Rubbing people up the wrong way is normally not a good idea, but I, for one, am kind of proud of the hate mail and silly posts that continue to trickle in response to Nico's and my research.

Friday, 1 February 2013

oh no...

not the austerity paper again! Well, yes. La Vanguardia runs an annual competition for the best piece of scientific research in Spain... and Jacopo and I are finalists, out of a group of eight. Our joint paper investigagtes the effects of austerity on social unrest and instability:
Does fiscal consolidation lead to social unrest? Using cross-country evidence for the period 1919 to 2008, we examine the extent to which societies become unstable after budget cuts. The results show a clear correlation between fiscal retrenchment and instability. We test if the relationship simply reflects economic downturns, and conclude that this is not the case. While autocracies and democracies show a broadly similar responses to budget cuts, countries with more constraints on the executive are less likely to see unrest after austerity measures. Growing media penetration does not strengthen the effect of cut-backs on the level of unrest.

one of the reasons

why Spain is poorer than the rest of most of Europe - lack of competition, protection of insiders, low competitive intensity. You want proof? I give you one image.

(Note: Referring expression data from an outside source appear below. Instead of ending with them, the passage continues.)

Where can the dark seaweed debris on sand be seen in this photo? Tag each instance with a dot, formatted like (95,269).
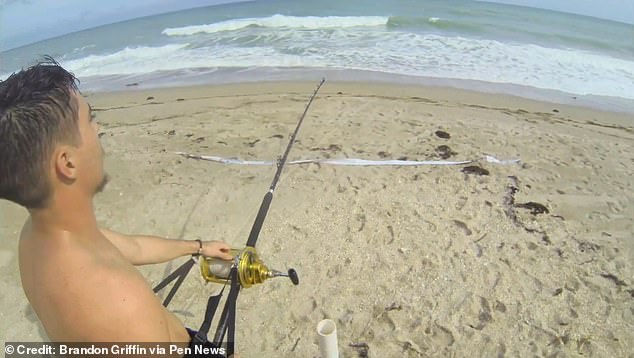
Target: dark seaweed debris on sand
(444,151)
(535,208)
(443,134)
(361,348)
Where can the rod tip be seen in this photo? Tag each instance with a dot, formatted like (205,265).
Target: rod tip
(292,274)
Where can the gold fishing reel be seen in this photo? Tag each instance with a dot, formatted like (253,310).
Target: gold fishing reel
(251,269)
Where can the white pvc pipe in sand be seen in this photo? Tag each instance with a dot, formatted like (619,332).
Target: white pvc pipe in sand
(327,331)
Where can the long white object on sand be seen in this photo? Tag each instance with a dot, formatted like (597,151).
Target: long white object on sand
(328,346)
(347,161)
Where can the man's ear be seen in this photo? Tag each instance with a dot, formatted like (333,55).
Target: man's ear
(66,163)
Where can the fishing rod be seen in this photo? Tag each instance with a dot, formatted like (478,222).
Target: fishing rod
(245,270)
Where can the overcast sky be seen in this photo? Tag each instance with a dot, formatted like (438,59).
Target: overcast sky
(27,21)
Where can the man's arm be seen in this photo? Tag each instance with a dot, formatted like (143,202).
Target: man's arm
(143,250)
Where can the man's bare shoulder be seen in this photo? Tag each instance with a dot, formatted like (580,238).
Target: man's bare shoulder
(97,295)
(110,304)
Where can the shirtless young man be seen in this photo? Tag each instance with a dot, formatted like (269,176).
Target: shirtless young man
(80,279)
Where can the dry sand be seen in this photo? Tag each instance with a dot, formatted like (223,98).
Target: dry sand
(411,261)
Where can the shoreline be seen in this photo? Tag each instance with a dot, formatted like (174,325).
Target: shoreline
(599,117)
(252,76)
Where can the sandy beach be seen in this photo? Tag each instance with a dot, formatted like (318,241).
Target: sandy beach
(534,258)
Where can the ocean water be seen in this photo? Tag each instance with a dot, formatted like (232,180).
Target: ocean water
(485,46)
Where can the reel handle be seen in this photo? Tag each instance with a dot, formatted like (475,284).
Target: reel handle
(292,275)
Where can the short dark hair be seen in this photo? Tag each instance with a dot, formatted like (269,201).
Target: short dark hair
(37,111)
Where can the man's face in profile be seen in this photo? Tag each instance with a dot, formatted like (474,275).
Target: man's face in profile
(90,148)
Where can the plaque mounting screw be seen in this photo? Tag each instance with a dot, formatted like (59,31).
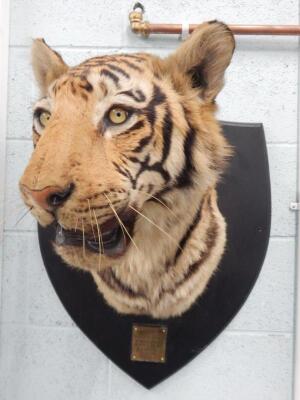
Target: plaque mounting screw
(294,206)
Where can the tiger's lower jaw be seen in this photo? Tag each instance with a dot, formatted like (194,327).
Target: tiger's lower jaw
(110,239)
(157,279)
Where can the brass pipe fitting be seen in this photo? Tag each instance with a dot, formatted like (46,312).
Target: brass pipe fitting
(137,23)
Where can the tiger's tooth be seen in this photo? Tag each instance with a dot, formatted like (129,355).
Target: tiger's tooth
(60,237)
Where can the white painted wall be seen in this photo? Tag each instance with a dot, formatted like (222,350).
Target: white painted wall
(42,354)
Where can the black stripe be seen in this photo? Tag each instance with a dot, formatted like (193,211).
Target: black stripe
(184,179)
(87,86)
(117,69)
(158,97)
(142,143)
(131,65)
(138,125)
(124,172)
(109,277)
(188,232)
(111,75)
(167,132)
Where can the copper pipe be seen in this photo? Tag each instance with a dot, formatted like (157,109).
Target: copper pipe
(144,28)
(236,29)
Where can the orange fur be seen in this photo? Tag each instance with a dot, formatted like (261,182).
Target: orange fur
(163,163)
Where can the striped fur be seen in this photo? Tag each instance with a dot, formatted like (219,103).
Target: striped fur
(165,161)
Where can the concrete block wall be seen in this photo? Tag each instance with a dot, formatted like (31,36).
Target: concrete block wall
(43,355)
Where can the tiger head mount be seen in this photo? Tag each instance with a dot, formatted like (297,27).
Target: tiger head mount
(127,155)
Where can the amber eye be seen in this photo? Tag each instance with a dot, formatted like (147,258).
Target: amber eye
(117,115)
(44,118)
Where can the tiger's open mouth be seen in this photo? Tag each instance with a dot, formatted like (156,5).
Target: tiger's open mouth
(112,240)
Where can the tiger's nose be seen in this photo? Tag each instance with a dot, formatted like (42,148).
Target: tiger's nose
(50,197)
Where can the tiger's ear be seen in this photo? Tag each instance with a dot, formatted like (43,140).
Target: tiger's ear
(47,64)
(204,57)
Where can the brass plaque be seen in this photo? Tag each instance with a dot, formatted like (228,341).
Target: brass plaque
(148,343)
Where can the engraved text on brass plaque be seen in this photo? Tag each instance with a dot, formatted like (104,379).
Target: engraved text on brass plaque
(148,343)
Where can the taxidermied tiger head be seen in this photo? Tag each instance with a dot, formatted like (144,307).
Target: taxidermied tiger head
(127,156)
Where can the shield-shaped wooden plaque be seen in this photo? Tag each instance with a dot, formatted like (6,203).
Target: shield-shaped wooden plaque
(245,201)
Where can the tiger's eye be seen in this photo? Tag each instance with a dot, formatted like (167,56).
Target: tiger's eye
(44,118)
(117,115)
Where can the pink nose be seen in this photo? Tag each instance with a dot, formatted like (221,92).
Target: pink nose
(50,197)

Like many European cities, Barcelona has a bike renting scheme, run by the city. You pay a modest fee per year, and you can rent bikes as often as you like, all over the city. Use it for less than 30 minutes each time, and you don't pay a penny extra. For the most part, it works great. Visitors are VERY keen to use this - and they can't. Why? Because the firms that rented bikes to tourists made sure through a major lobbying effort that they can't. The public system even advertises where to rent a bike if you are not a local (picture). The idea is to protect local businesses. Hmmm.

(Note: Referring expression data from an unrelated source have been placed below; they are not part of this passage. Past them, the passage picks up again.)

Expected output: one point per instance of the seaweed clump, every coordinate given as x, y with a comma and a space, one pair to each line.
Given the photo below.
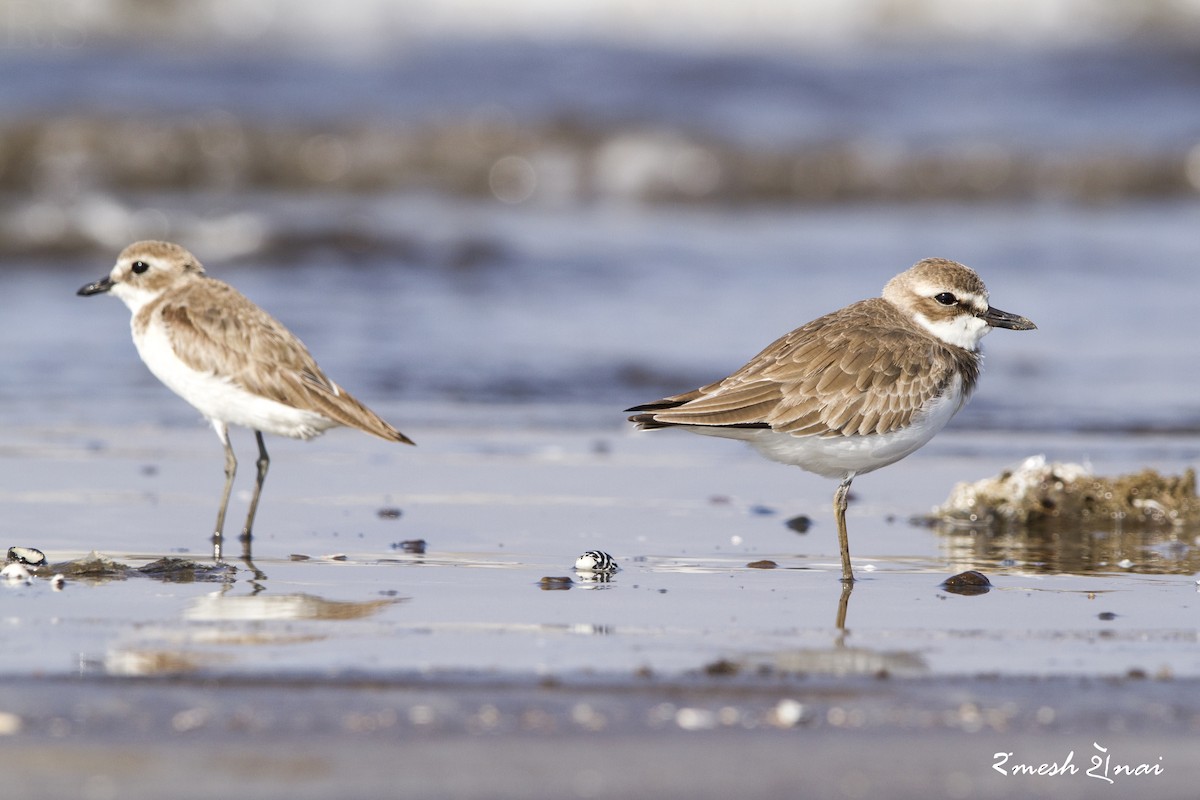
1038, 493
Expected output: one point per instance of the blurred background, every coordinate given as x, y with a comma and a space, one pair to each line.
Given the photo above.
569, 208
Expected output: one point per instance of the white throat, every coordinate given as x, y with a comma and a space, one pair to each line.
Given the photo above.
964, 330
133, 298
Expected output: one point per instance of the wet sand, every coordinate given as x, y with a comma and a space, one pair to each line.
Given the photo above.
339, 661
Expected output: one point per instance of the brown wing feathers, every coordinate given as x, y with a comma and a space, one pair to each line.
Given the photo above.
864, 370
232, 336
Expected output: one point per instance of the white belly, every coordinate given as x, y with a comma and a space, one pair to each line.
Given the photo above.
219, 398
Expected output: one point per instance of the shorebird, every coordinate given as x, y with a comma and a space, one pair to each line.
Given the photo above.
229, 359
857, 389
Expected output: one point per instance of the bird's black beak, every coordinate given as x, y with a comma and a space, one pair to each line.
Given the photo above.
997, 318
99, 287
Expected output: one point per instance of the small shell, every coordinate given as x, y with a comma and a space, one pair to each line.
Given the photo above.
16, 572
595, 561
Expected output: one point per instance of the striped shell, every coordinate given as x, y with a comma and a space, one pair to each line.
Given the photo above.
595, 561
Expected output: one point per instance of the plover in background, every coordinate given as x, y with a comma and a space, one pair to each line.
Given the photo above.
229, 359
855, 390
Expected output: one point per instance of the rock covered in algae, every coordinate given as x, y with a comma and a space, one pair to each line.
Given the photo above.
1038, 492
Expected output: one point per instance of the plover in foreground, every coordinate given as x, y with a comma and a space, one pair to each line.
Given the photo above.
229, 359
855, 390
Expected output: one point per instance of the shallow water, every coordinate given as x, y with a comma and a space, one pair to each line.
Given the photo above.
499, 230
499, 510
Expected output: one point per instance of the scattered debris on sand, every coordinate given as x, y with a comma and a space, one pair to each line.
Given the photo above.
1039, 493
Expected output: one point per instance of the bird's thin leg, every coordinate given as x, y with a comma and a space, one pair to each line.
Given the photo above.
263, 462
840, 500
231, 470
843, 607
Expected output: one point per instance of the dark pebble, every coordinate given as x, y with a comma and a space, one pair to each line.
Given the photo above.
799, 524
971, 582
551, 583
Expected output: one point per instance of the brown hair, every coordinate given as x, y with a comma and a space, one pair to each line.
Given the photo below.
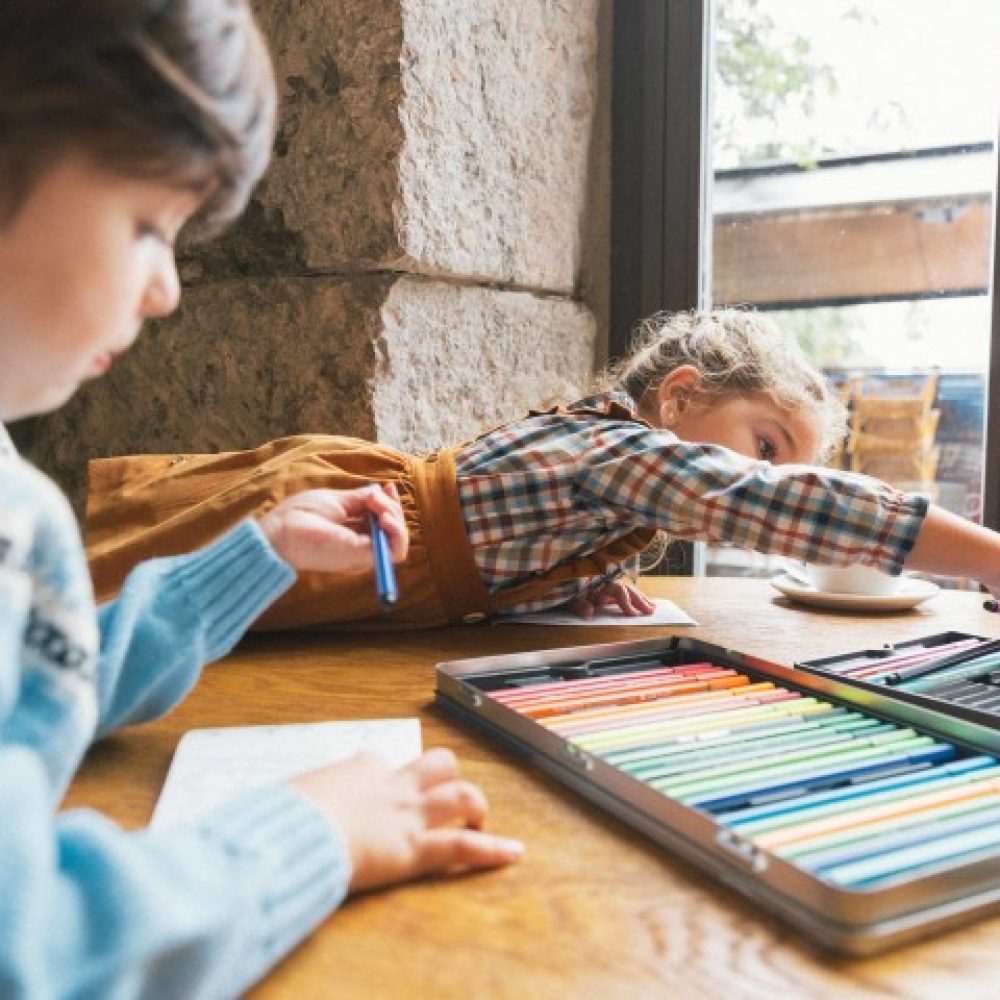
736, 351
178, 90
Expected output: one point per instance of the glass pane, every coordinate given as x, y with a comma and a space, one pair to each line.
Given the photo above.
854, 171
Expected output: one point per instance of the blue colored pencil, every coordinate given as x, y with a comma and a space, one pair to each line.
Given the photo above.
385, 574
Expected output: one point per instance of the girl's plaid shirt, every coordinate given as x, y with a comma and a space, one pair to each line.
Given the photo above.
546, 489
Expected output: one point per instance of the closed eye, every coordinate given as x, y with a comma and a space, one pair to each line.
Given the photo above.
766, 448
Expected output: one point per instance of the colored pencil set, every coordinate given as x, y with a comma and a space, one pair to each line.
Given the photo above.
963, 671
853, 798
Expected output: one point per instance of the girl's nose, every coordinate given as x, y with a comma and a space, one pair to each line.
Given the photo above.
163, 292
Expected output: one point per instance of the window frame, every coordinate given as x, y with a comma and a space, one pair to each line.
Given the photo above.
660, 226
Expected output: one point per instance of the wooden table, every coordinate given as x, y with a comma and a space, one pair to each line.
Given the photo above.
593, 910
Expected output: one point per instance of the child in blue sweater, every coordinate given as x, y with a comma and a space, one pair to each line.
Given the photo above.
119, 123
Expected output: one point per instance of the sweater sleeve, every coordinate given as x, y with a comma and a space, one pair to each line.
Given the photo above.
176, 614
88, 910
706, 492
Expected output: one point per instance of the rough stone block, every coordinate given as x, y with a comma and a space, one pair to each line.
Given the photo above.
453, 360
425, 136
410, 362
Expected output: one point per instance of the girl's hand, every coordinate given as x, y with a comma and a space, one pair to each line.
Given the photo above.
327, 530
416, 820
629, 600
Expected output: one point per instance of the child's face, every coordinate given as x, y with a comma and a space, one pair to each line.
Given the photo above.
87, 258
752, 425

And it is not just the slightly unsavory let's-rip-off-the-foreigners; it costs the public system real money. Half the day, stations are either overflowing (with no place to leave your bike) or empty. Why? Because people live in one corner of the city, and work in another. If tourists used the system (as they can with great ease in Paris, say), there would be many more matching flows - tourists going one way, to areas with tourist attractions but where people live (Sagrada Familia, say), and citizens going the other (down to the sea, where many jobs + hotels are). So protecting insiders a. raises the cost of the public system, with lots of little vans driving around redistributing bikes (yes, all very ecological) b. costs revenue c. keeps firms in business that add nothing to social welfare, other than redistributing money.